Der Maler brauchte nur wenige seiner Schritte zu sehen, um unzweifelhaft den gefürchteten Mörder in ihm zu erkennen. Trotz des voluminösen Überrocks, den er trug, trotz des großen Federhuts, trotz des falschen Bauchs, trotz des langen schwarzen Bartes. Er war sicher, dass sich unter diesem Kostüm sein unversöhnlicher Feind verbarg.

Der Skorpion!

Fulminacci packte seinen Begleiter am Arm, der gerade woanders hinsah, und deutete mit dem Kopf auf den sich entfernenden Schauspieler.

»Der ist es«, sagte er knapp.

»Seid Ihr sicher?«

»Todsicher. Ich würde all meine kostbaren Pinsel aus Marderhaar darauf verwetten.« »Dann nichts wie hinterher. Er darf nicht in der Menge untertauchen.«

Inzwischen hatte die Musik gewechselt. Die Liebesarien von eben waren von einer lärmenden Fanfare abgelöst worden, die offenbar den Beginn einer neuen Vorführung ankündigte. Am Rand der Festwiese beeilte sich ein Heer von Dienern, die Laternen abzuschirmen, während in dem Wäldchen, das an die äußerste Terrasse grenzte, einige weiße Stoffbahnen herabgelassen wurden. Die Fanfare endete mit schallenden Trompetenstößen, worauf eine leise, schmelzende Musik die laue Nachtluft erfüllte. Das laute Stimmengewirr wurde gedämpfter, und alle Köpfe wandten sich in dieselbe Richtung. Langsam strömten die Gäste auf das Wäldchen zu.

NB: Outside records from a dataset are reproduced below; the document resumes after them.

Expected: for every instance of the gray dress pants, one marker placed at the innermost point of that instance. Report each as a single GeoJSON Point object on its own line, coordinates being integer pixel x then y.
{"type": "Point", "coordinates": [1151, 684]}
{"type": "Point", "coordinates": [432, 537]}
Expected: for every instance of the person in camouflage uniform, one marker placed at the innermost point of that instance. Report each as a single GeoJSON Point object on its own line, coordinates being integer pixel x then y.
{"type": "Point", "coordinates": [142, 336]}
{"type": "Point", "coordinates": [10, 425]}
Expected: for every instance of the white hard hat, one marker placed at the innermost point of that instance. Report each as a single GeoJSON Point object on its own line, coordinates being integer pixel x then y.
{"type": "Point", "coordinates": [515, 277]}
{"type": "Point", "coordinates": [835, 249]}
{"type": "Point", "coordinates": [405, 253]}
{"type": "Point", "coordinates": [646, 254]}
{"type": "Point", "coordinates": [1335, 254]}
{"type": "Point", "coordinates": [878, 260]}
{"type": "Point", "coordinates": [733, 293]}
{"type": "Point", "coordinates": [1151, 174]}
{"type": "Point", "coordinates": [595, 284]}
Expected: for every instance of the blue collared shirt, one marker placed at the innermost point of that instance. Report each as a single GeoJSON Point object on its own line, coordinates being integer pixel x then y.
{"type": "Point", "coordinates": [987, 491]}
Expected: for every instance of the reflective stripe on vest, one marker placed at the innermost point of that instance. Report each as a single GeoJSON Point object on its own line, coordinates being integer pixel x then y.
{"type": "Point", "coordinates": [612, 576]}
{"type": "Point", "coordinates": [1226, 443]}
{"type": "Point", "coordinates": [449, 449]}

Auf den Stoffbahnen begannen bewegte Bilder aufzuflackern, während die Orchestermelodie von der hellen Stimme eines Countertenors oder Kastraten übertönt wurde, der eines der berühmtesten Musikstücke der Epoche anstimmte, eine Arie nach dem Drama Das befreite Jerusalem von Torquato Tasso. Dieser ersten Stimme antwortete bald eine zweite, höher noch und melancholischer, eine Sopranstimme, und zugleich konnte man auf der Leinwand die Umrisse zweier Krieger erkennen, die mit den Waffen in der Hand einen tödlichen Zweikampf ausfochten.

Derweil Tancredi und Clorinda ihr herzzerreißendes Duett von Liebe und Tod schmetterten, folgten der Maler und der Bischof dem maskierten Mörder, der sich weiter von der Zuschauermenge entfernte.

Keiner der anderen Suchtrupps war in der Nähe zu sehen. Offenbar patrouillierten de Simaras Männer dort, wo die Menschenansammlung am dichtesten war, weil sie davon ausgingen, dass der Mörder versuchen würde, in der Masse der Gäste unterzutauchen, statt sich in einer einsameren Gegend des Parks in die Enge treiben zu lassen.

Fulminacci erkannte, dass sie allein mit ihm fertig werden mussten.

Er akzeptierte diese Tatsache mit fatalistischer Resignation, weil er schon die ganze Zeit geahnt hatte, dass er und der Skorpion sich früher oder später wieder begegnen und mit offenem Visier gegeneinander kämpfen würden, Mann gegen Mann, bis zum bitteren Ende. Dabei zog er es gar nicht in Erwägung, Hilfe vonseiten des Bischofs zu erwarten. Stets darauf bedacht, den Skorpion nicht aus den Augen zu verlieren, musterte er seinen Begleiter kritisch. De Simara wirkte zwar noch sehr rüstig, musste aber die sechzig schon überschritten haben, wenn man nach dem Netz von Falten ging, das sein Gesicht überzog. Und überhaupt, welchen Nutzen konnte ein Geistlicher schon bei einem Kampf mit Hieb- und Stichwaffen haben? Fulminacci seufzte, versuchte ruhig zu bleiben und war überzeugt, dem Tod noch nie so nahe gewesen zu sein.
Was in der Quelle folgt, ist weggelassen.